My first approach was to find a LIDAR sensing device to measure the speed of the vehicles, and capture the license plate information through a camera. As I began researching LIDAR devices, I realized some of the less expensive models were custom built for a specific purpose, for example this devices’ spec sheet shows it does a single reading which is built for measuring the depth for drones to avoid ground collisions. That wouldn’t help me in my tracking, where I need to be able to measure multiple targets potentially (two cars going the same way, or two cars going different ways). 

As I was describing this to a friend who is into robotics, he suggested a different approach. Why not measure the speed using video? I liked this approach, as I could record video from my iPhone, without buying expensive single use hardware, and then run the calculation using software. As I started thinking about how to solve the speed calculation, it seemed straightforward: have a set of lines on the video that mark a well known distance. Then calculate the speed based upon the number of frames it takes for the vehicle to transit between the two lines. 

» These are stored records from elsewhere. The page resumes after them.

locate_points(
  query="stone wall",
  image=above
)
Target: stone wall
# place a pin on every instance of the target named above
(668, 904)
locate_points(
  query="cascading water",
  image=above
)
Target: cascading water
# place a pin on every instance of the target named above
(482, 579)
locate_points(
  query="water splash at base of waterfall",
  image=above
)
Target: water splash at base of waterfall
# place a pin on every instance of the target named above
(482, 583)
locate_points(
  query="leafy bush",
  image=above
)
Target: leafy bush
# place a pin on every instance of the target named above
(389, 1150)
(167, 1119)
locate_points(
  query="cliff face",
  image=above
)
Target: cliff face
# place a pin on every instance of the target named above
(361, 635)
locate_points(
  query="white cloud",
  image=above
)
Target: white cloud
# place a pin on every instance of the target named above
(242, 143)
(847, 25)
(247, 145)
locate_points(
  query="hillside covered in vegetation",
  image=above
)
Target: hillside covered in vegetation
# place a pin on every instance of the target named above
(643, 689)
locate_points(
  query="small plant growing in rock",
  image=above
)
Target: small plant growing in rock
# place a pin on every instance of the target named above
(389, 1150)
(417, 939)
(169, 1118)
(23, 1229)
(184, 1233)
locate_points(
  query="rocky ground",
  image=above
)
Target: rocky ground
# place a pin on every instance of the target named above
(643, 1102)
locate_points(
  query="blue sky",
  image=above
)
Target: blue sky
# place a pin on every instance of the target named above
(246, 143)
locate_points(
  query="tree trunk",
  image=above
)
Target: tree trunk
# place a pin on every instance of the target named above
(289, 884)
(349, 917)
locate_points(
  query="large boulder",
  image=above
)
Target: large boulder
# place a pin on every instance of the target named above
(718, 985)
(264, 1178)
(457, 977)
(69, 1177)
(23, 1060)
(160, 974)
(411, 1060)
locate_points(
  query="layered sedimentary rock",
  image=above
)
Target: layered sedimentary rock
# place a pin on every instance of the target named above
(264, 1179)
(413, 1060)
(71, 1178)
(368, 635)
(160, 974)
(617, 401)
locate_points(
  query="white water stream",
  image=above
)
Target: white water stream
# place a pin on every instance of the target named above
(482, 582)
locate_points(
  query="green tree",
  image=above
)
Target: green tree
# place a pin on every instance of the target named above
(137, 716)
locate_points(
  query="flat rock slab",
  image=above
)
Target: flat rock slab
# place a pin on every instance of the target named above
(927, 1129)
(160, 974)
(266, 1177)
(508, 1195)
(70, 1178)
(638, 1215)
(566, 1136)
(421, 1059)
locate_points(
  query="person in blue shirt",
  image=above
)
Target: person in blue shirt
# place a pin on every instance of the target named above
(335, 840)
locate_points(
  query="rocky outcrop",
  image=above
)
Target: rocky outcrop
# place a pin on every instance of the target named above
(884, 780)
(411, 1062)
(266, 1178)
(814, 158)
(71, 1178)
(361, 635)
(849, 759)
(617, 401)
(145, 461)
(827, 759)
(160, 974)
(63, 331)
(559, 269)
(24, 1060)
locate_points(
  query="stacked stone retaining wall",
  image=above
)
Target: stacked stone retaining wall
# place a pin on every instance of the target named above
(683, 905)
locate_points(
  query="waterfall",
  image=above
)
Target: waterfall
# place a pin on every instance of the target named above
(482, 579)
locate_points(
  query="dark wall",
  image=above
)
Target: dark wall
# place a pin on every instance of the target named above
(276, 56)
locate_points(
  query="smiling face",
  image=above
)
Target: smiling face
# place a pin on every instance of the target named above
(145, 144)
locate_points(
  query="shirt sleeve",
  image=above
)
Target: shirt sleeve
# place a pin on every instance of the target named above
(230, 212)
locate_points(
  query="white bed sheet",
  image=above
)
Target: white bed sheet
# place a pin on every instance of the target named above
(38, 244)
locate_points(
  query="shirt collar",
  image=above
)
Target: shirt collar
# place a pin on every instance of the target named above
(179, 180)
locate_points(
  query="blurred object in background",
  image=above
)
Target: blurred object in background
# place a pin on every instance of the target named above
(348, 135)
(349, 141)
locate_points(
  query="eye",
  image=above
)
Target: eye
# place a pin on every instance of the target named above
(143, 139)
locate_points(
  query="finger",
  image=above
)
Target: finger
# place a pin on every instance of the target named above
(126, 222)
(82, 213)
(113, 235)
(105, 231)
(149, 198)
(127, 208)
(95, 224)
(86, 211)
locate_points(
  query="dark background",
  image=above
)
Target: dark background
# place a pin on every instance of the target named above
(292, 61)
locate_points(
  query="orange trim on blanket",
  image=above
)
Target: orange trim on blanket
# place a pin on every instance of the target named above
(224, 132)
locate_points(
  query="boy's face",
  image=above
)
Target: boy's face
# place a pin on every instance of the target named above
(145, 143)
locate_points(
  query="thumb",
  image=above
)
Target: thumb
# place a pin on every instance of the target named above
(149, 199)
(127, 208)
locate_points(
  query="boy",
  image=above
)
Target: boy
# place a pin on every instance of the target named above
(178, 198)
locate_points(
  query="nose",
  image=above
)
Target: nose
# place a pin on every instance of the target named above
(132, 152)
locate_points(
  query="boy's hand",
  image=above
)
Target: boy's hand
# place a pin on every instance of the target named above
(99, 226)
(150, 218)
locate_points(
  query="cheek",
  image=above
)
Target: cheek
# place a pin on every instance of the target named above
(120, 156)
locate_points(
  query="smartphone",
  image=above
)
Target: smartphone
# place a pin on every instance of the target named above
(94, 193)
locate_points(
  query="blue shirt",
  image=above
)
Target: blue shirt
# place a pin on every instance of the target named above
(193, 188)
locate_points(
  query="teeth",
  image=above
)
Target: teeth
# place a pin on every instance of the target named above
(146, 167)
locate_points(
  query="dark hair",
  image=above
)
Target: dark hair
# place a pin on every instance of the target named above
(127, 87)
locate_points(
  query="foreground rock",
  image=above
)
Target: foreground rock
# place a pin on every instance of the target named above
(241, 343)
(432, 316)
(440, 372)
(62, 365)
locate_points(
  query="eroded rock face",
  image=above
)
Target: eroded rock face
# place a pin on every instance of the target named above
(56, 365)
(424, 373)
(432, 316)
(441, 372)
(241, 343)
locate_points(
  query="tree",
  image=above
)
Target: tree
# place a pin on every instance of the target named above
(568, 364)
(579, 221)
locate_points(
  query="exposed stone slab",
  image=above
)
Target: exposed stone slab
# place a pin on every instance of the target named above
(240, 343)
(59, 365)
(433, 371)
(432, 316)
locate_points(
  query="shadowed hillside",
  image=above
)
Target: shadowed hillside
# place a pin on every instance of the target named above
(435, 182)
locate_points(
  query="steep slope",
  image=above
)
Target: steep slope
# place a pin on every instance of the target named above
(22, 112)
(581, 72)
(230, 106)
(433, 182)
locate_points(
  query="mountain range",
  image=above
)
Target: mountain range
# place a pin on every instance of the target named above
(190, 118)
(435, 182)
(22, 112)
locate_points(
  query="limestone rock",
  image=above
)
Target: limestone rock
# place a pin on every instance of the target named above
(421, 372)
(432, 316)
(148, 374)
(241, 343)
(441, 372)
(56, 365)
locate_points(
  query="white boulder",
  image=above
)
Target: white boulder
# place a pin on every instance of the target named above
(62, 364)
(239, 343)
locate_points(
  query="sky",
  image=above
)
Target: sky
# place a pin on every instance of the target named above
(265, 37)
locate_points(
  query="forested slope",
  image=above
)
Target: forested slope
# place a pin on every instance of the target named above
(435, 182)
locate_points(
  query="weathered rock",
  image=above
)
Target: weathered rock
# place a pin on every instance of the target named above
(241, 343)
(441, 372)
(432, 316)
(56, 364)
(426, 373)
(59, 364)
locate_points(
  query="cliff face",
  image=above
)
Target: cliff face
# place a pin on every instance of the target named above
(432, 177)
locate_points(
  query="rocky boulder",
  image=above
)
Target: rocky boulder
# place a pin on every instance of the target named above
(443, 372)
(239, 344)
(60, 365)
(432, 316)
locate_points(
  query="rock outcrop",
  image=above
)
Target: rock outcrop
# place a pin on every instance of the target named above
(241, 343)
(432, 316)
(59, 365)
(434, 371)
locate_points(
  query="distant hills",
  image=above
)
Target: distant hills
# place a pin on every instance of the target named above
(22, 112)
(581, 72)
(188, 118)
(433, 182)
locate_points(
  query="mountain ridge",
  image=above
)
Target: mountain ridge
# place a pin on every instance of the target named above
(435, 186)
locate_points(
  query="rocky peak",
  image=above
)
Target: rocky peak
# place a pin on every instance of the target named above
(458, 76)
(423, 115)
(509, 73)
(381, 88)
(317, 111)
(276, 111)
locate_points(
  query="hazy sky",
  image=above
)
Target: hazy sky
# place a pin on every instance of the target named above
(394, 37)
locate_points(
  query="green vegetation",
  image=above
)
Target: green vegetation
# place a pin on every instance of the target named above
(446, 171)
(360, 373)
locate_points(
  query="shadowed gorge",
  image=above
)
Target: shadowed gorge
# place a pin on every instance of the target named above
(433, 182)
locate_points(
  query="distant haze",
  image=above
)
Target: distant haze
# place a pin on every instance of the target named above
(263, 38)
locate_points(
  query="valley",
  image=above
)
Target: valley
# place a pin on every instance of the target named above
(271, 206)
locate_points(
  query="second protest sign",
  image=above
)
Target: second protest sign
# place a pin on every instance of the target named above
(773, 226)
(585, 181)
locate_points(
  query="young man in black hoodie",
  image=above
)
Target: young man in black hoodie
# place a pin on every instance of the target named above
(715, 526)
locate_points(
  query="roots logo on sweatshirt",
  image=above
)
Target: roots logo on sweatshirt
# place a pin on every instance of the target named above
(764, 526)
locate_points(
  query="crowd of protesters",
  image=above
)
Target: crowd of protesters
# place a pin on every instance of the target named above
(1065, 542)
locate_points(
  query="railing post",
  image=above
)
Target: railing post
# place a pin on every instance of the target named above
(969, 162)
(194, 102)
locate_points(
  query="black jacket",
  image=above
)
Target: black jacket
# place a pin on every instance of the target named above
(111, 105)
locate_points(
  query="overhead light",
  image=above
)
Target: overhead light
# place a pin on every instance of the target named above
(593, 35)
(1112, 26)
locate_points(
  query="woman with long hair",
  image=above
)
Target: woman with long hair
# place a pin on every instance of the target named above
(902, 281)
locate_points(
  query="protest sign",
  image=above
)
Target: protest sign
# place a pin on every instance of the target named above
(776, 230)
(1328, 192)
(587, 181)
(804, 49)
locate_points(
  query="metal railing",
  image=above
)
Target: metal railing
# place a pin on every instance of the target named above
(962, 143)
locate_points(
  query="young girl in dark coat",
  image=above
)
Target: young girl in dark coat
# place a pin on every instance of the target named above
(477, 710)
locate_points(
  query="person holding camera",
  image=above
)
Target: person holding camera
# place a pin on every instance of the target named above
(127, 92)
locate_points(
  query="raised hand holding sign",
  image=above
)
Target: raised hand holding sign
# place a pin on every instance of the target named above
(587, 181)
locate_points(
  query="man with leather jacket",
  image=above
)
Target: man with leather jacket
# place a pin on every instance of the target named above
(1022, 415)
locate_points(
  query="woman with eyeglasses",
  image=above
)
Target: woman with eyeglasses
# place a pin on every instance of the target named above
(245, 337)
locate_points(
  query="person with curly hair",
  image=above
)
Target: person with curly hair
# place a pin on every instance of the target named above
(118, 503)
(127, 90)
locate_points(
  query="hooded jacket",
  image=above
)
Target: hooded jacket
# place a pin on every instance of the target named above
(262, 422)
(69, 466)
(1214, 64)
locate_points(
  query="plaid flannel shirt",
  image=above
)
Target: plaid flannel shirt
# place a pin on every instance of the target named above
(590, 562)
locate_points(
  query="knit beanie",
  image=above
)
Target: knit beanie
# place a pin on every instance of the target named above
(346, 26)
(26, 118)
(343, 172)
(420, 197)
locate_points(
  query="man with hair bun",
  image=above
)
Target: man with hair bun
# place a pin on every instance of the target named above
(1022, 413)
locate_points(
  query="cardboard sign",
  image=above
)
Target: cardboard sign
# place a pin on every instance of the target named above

Speed (miles per hour): miles (distance in feet / distance in feet of a mile) by hour (total # of frames * frames per seconds * ( 1 / seconds per hour )

To be specific, I traded off real-time video processing for using post-processing. So, this approach wouldn’t work for all applications, but I was more interested in grabbing a video file from my phone, doing post processing and finding how many people were speeding. This way, I didn’t have to worry about the frame rate causing a queue to develop in the stream (which can be solved by sampling frames rather than processing each frame).

The first problem was detecting where the vehicle was in the image. I knew about the openCV library, so I started down a path on exploring this. I used a Haar classifier to detect the cars and experimented with multiple different hyperparameters to tune the detection of the cars and trade of the # of frames per second I could process using detectMultiScale API. Some of the key trade-offs here were the size of the video frame to be processed (the smaller the faster the processing, but the less ability to detect), the scaleFactor (API), and the minNeighbors (API). I played around with how much I would resize the greyscale image of the video frame before passing it into the detectMultiScale API. It was working “ok”, but I noticed that there was a bit more choppiness (jumpiness) in the object detection borders, so I looked for a way to improve it. 

I found this blog post informative. It uses Haar classifiers with background averaging to detect the differences in pixels and then creates bounding boxes on those detected contours differences from the background. This again improved the performance slightly. However, I was still seeing very unstable bounding boxes around the cars, which left me wanting a more stable detection mechanism.

Finally, as I was talking with another principal level developer about an unrelated topic, he was sharing about some work which he had done using OpenCV and Yolo. I decided to look up Yolo. I was impressed with the improved stability in object detection and similar performance. At first, I was a bit disappointed that the Yolo architecture requires a color image, I was previously using greyscale (with less channels used in inference I assumed it would be faster). After that I discovered that the architecture would also do all of the resizing for you when you did inference, and that the previous resizing I was doing was superfluous. Finally, I modified from using the v3 predict function to find the objects to the v8 track function

Figure 1: setup screen to verify the start / end lines for video

Figure 2: tracking cars using the YoloV8 track API function, with tracking trails

Hope you enjoyed the ride. A few potential improvements which I’m thinking of now, detecting the speed based upon well known sizes and distance (specifically I could use license plate size), and ability to collate together multiple views to tag a higher resolution view of the license plate.